Was ist das Lab?

Das Folkwang LAB „Freies interdisziplinäres Arbeit im gesellschaftlichen, politischen Zusammenhang“ ist das erste studentische LAB an der Folkwang Universität. D.h. es ist das erste interdisziplinäre Großprojekt, dass von Studenten selbst organisiert wird, und in welchem Studenten vollkommen selbst für die Forschungsinhalte verantwortlich sind.

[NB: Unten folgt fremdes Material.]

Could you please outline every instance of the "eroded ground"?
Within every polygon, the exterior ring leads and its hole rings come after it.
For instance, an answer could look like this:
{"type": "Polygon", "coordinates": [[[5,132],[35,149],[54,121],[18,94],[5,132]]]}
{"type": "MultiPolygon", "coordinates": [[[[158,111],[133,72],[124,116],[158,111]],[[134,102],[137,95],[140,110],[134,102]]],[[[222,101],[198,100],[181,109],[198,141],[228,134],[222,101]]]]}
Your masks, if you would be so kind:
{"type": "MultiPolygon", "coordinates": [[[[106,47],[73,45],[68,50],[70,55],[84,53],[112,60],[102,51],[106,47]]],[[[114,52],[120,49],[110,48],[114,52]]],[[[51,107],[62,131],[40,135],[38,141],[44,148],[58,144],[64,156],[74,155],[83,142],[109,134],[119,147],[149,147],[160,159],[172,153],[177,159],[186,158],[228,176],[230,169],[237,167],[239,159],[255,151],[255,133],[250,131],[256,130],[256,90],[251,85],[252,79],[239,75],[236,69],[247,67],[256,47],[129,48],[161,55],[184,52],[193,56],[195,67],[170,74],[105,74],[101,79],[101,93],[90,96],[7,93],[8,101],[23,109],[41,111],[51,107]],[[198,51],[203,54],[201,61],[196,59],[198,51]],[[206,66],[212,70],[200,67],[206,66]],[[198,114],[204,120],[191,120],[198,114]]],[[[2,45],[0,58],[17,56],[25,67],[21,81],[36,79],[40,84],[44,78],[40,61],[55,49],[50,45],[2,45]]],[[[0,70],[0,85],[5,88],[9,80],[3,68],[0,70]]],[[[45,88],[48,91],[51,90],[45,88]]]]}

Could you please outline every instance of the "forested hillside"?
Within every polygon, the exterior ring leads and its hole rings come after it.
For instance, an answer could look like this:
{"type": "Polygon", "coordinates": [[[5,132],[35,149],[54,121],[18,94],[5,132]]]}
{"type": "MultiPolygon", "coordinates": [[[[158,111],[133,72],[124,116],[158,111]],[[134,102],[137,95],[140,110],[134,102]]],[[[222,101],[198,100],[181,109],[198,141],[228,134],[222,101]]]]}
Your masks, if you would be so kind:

Die Idee für eine Plattform, auf welcher Studierende unterschiedlicher Disziplinen frei zu einem eigenen Thema arbeiten können, beschäftigte mich seit eines Aufenthalts in Montepulciano mit dem Kolleg für Musik und Kunst 2010. Diese Einrichtung bringt Studierende aus unterschiedlichen Kunsthochschulen zusammen und ermöglicht das spontane, gemeinsame Arbeiten. Genau diese Idee repräsentiert für mich im höchsten Maße den Folkwanggedanken und in meiner Funktion als AStA-Vorsitzender wollte ich diese Erfahrung einer freien (und befreienden) interdisziplinären Zusammenarbeit auch meinen Kommilitonen ermöglichen.

Die Folkwang Universität der Künste bietet ihren Studierenden zwar ein breitgefächertes Angebot, jedoch kommen interdisziplinäre Eigeninitiativen seitens der Studierenden seltener vor als gewünscht. Das universitätseigene LAB-Programm als Unterstützer solcher Arbeiten ist wenig bekannt und volle Studienpläne sowie die Schwierigkeit, Stundenplanungen verschiedener Studienrichtungen zusammenzubringen, erschweren das gemeinsame Arbeiten abseits des Curriculums.

Mit großer Unterstützung des Rektorats wurde die Idee von einer Plattform, die ein gemeinsames, selbstorganisiertes Arbeiten ermöglicht, zum Folkwang LAB.

Im LAB sollte das Bottom-Up-Prinzip gelten. Ein Basisdemokratischer Ansatz, der sowohl der freien Arbeitsweise wie auch dem politischem Anspruch des Titels gerecht wird. Keine Vorgaben über Arbeitsweise oder -struktur, keine Bewertung oder Benotung. Alles sollte von den Teilnehmern selbst entwickelt werden. Gleichzeitig stellte uns das LAB vor die Aufgabe, strukturell und finanziell so zu fördern, dass ein freies Arbeiten im Studium ermöglicht wird.

Ein Jahr lang haben nun neun Gruppen aus mehr als insgesamt 60 Studierenden miteinander gearbeitet. Nicht nur Folkwang Studierende sondern auch Studierende anderer Kunsthochschulen sowie externe Künstler forschten gemeinsam. Die Erfahrung aus dieser Arbeit, zeigt die Veranstaltung „+/- 960 Minuten“.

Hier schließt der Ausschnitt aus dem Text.